Once we’ve found the genes, we need to work out what proteins they produce, and to understand their time and place of expression. Investigation in all of these areas is going forward at a great pace. None of these jobs is finite—it’s quite unlike sequencing the human genome, because every time you do a gene expression experiment you’re going to get a different answer, depending on the conditions. You could in principle set up a factory and try to collect a massive set of data, but it’s most useful if people who are working on particular mechanisms of the body each carry out their own studies on the tissues that interest them.

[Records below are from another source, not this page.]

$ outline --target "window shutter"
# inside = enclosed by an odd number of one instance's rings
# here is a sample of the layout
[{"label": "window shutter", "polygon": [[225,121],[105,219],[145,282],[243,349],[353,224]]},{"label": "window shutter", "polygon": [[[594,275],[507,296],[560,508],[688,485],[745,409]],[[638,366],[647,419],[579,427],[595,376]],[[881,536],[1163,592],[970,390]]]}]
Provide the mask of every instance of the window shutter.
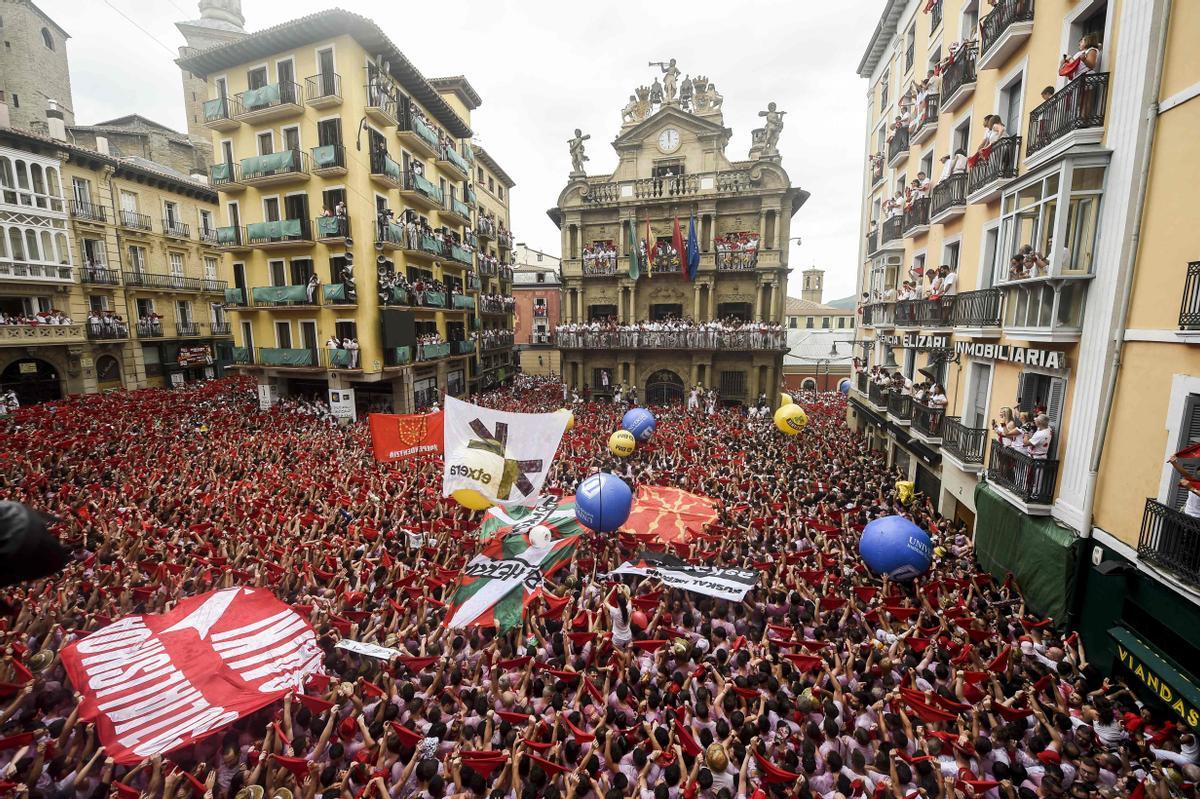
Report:
[{"label": "window shutter", "polygon": [[1050,393],[1046,397],[1046,415],[1050,417],[1050,426],[1054,428],[1055,433],[1058,432],[1059,423],[1062,421],[1063,397],[1066,393],[1066,380],[1056,377],[1050,381]]},{"label": "window shutter", "polygon": [[[1179,449],[1200,441],[1200,395],[1188,395],[1183,406],[1183,423],[1179,429]],[[1200,467],[1200,458],[1180,458],[1179,465],[1189,473],[1195,473]],[[1187,489],[1179,485],[1179,476],[1172,470],[1171,493],[1167,496],[1167,504],[1176,510],[1181,510],[1187,501]]]}]

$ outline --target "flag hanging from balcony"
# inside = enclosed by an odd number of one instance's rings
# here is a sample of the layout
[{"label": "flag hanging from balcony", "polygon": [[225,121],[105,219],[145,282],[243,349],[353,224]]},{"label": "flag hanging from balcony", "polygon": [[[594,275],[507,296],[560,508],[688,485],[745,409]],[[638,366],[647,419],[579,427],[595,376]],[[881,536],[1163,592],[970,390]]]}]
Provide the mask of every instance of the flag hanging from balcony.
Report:
[{"label": "flag hanging from balcony", "polygon": [[671,246],[675,248],[675,252],[679,255],[679,272],[683,275],[683,279],[687,280],[687,257],[683,252],[683,231],[679,228],[679,214],[675,214],[675,227],[671,232]]},{"label": "flag hanging from balcony", "polygon": [[693,211],[688,221],[687,240],[687,279],[695,282],[696,271],[700,268],[700,242],[696,239],[696,213]]},{"label": "flag hanging from balcony", "polygon": [[654,234],[650,232],[649,214],[646,214],[646,277],[654,277]]},{"label": "flag hanging from balcony", "polygon": [[633,280],[642,276],[641,269],[638,268],[637,231],[634,229],[636,227],[633,220],[630,220],[629,235],[625,240],[625,249],[629,251],[629,277]]},{"label": "flag hanging from balcony", "polygon": [[1183,449],[1175,453],[1176,458],[1200,458],[1200,441],[1195,444],[1188,444]]}]

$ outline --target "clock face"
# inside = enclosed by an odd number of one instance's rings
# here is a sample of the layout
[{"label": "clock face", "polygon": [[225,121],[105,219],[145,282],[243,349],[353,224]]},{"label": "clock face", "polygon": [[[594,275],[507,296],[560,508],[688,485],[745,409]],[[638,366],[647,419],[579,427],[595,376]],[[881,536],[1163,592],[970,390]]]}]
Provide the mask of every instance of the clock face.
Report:
[{"label": "clock face", "polygon": [[673,153],[679,149],[679,131],[667,128],[658,134],[658,149],[664,153]]}]

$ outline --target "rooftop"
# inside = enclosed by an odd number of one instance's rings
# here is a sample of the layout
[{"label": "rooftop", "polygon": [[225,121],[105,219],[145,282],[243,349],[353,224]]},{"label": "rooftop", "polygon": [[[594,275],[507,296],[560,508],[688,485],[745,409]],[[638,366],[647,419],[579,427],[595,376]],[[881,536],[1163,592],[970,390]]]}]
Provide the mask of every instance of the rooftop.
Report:
[{"label": "rooftop", "polygon": [[875,25],[875,31],[867,42],[867,50],[858,62],[860,78],[871,77],[875,67],[879,66],[879,60],[883,58],[888,42],[896,35],[896,29],[900,26],[900,15],[904,13],[905,5],[905,0],[887,0],[883,13],[879,15],[879,22]]},{"label": "rooftop", "polygon": [[[811,366],[818,361],[850,363],[854,358],[853,330],[788,330],[784,366]],[[830,354],[834,350],[834,354]]]},{"label": "rooftop", "polygon": [[153,119],[147,119],[141,114],[128,114],[116,119],[106,119],[92,125],[71,125],[71,130],[90,131],[93,133],[139,133],[145,130],[161,133],[172,141],[187,143],[190,141],[186,133],[169,128]]},{"label": "rooftop", "polygon": [[467,80],[465,75],[430,78],[429,84],[438,91],[454,92],[458,95],[459,101],[471,111],[483,105],[479,93],[475,91],[475,87],[471,85],[471,81]]},{"label": "rooftop", "polygon": [[845,316],[846,310],[826,303],[788,297],[784,304],[784,316]]},{"label": "rooftop", "polygon": [[488,151],[483,149],[481,145],[472,144],[471,152],[475,153],[475,157],[483,162],[483,165],[488,168],[489,172],[500,178],[500,182],[504,184],[505,188],[511,189],[517,185],[517,182],[508,176],[508,173],[501,168],[500,164],[496,163],[496,159],[492,158]]}]

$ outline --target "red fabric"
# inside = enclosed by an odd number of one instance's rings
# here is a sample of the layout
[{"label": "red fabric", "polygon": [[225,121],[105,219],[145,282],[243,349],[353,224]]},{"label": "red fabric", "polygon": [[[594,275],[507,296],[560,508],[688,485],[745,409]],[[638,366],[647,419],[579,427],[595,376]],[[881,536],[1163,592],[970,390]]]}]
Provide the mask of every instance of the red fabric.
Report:
[{"label": "red fabric", "polygon": [[679,229],[679,214],[675,215],[675,227],[671,231],[671,246],[675,248],[675,252],[679,253],[679,271],[683,273],[683,279],[687,280],[687,253],[683,246],[683,231]]},{"label": "red fabric", "polygon": [[819,669],[822,663],[821,659],[816,655],[801,655],[796,652],[788,652],[784,657],[792,661],[792,665],[800,671]]},{"label": "red fabric", "polygon": [[799,774],[794,774],[785,769],[779,768],[771,761],[760,755],[757,751],[754,753],[754,759],[758,762],[759,771],[762,772],[762,779],[767,785],[783,785],[790,782],[795,782],[800,779]]},{"label": "red fabric", "polygon": [[529,655],[523,655],[519,658],[509,658],[508,660],[500,660],[496,662],[496,666],[502,671],[512,671],[513,669],[523,669],[525,664],[533,658]]},{"label": "red fabric", "polygon": [[579,743],[586,744],[586,743],[591,743],[592,741],[596,740],[595,735],[593,735],[590,732],[586,732],[584,730],[579,729],[578,727],[576,727],[574,724],[571,723],[570,719],[564,718],[563,721],[565,721],[567,723],[567,729],[569,729],[571,731],[571,735],[574,736],[575,740],[579,741]]},{"label": "red fabric", "polygon": [[410,415],[372,413],[367,416],[367,424],[371,428],[371,451],[380,463],[442,452],[445,447],[445,419],[441,411]]},{"label": "red fabric", "polygon": [[472,771],[479,772],[479,775],[485,780],[492,775],[492,772],[504,766],[508,762],[504,752],[495,752],[491,750],[485,751],[464,751],[458,755],[462,758],[462,764]]},{"label": "red fabric", "polygon": [[407,667],[409,671],[418,672],[424,671],[434,663],[437,663],[437,657],[398,657],[396,658],[396,662]]},{"label": "red fabric", "polygon": [[643,652],[654,652],[667,645],[665,638],[650,638],[645,641],[634,641],[633,645]]},{"label": "red fabric", "polygon": [[0,752],[7,752],[9,749],[20,749],[22,746],[29,746],[33,743],[33,733],[20,732],[16,735],[10,735],[7,738],[0,738]]},{"label": "red fabric", "polygon": [[695,757],[703,750],[700,744],[696,743],[696,739],[692,737],[692,731],[688,729],[686,724],[675,725],[675,736],[679,738],[679,745],[683,748],[683,753],[688,757]]},{"label": "red fabric", "polygon": [[958,716],[954,713],[948,713],[945,710],[936,708],[933,705],[928,705],[924,702],[919,702],[915,699],[905,697],[904,704],[908,705],[917,718],[926,724],[933,724],[938,721],[954,721]]},{"label": "red fabric", "polygon": [[513,713],[511,710],[497,710],[496,715],[507,721],[509,724],[520,724],[524,726],[529,722],[528,713]]},{"label": "red fabric", "polygon": [[292,775],[295,776],[297,780],[303,780],[308,776],[308,761],[302,757],[271,755],[271,760],[292,772]]},{"label": "red fabric", "polygon": [[324,713],[326,710],[329,710],[331,707],[333,707],[333,702],[322,699],[319,696],[309,696],[308,694],[298,694],[296,696],[296,699],[298,699],[300,701],[300,704],[302,704],[306,708],[308,708],[309,712],[312,713],[314,716],[319,716],[322,713]]},{"label": "red fabric", "polygon": [[[529,742],[526,741],[526,743],[529,743]],[[534,763],[537,763],[539,766],[541,766],[542,771],[546,772],[546,776],[551,777],[551,778],[557,777],[559,774],[562,774],[563,772],[569,770],[566,766],[560,766],[557,763],[552,763],[544,757],[535,755],[533,752],[528,752],[528,753],[526,753],[525,756],[528,757],[530,760],[532,760]]]},{"label": "red fabric", "polygon": [[421,742],[421,734],[410,730],[398,721],[391,722],[392,730],[400,739],[400,744],[406,749],[413,749]]}]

Then there’s the idea of collecting all the proteins, looking at all the interactions between them—‘proteomics’ is the new hot area for both academic labs and private companies. You can portray it as a Tower of Babel—‘You can’t possibly understand all that!’—but because people work on subsystems, we will gradually fit together these pieces of the mechanism. Richard Dawkins’s lovely phrase the ‘blind watchmaker’ is exactly right: we are finding all these little pieces of clockwork that have been put together in the most
irrational way to make the whole thing work. And the neat thing about the pieces of mechanism is that many of them are the same in the human as they are in the worm and the fruit fly. Some of the most fundamental mechanisms, such as the cell death pathway that removes unwanted cells, were first studied in the worm, and some of the same genes control programmed cell death in the human.
Somewhere in the genome will be the answer to what makes us different from all the other species—what makes us human. But it’s very unlikely to be as simple as having a gene or two that chimps don’t have. We will need to know much more about how the whole system acts in concert before we truly understand ourselves.
At Francis Collins’s suggestion we concluded our paper on the draft genome with an ironic echo of Watson and Crick’s famous understatement in their 1953 announcement of the structure of DNA. ‘It has not escaped our notice,’ we wrote, ‘that the more we learn about the human genome, the more there is to explore.’ By making the genome sequence freely available, we made sure that the number of explorers would be unlimited.